When season one of Quantum Leap ended, its primary arc wrapped up nicely, but a lot of us viewers were left wondering: What are they going to do with season two? The first episode of this season left that question dangling until the very end, and if you haven’t watched it yet, what follows will spoil it. You have been warned. Review to commence beneath this random pic from San Diego Comic Con.
In the final moments of the season two premiere, after poor Ben was left high and dry with nary a hologram nor super-computer in sight, someone from HQ finally showed up: Ian, telling him that three years have passed back home, that Ben was presumed dead after two years of searching, and the Quantum Leap program was shut down a year ago. A disturbed Ben isn’t given any time to process this before he leaps again, this time into an elderly female bank teller in the 1980s.
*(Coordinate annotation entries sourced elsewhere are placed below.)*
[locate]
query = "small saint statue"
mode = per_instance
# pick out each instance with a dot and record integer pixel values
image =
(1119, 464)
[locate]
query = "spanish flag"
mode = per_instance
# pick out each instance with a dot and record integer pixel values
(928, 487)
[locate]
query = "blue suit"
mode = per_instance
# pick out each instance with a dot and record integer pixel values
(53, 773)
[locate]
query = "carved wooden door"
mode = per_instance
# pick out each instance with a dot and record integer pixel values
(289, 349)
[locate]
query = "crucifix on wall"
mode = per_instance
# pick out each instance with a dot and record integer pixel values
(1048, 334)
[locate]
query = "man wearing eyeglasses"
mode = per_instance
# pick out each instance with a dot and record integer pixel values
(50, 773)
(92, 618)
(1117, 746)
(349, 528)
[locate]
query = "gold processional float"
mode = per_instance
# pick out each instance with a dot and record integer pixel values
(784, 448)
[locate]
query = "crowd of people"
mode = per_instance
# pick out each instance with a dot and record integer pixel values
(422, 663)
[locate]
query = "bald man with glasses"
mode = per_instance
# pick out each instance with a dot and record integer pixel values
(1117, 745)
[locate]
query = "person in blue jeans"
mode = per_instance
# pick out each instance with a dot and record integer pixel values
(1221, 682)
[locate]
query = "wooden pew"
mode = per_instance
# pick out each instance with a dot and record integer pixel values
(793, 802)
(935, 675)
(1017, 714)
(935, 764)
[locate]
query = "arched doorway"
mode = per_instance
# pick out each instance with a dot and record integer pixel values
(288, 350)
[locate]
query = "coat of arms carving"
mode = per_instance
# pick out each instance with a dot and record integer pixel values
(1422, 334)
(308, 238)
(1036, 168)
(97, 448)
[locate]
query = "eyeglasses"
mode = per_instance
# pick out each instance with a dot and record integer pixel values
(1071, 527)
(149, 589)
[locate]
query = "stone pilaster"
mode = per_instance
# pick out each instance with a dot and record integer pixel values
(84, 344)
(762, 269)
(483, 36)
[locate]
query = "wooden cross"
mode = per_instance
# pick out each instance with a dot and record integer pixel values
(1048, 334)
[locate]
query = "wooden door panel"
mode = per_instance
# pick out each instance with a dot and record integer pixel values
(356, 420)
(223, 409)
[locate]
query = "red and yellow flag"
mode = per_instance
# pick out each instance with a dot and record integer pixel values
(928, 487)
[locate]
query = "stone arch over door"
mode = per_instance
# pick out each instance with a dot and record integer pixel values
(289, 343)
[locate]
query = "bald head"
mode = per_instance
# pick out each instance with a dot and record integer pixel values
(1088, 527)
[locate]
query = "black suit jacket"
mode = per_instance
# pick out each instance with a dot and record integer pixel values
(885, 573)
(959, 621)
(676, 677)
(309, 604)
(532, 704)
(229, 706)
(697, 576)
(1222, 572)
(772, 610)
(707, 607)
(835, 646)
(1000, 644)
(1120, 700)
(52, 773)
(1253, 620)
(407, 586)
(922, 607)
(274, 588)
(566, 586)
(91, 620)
Brief aside: I appreciate how little of a deal this Quantum Leap makes out of Ben swapping genders and races across leaps… in fact, I think he’s only leaped into one fellow Asian man this entire time. Sam Beckett in the original almost always leaped into a fellow white man, and much ado was made any time that wasn’t the case. The effect of the original was to, perhaps unconsciously, make it seem as if only white men could change the course of history. I suspect the diversity of Ben’s hosts is an intentional rebuttal of that.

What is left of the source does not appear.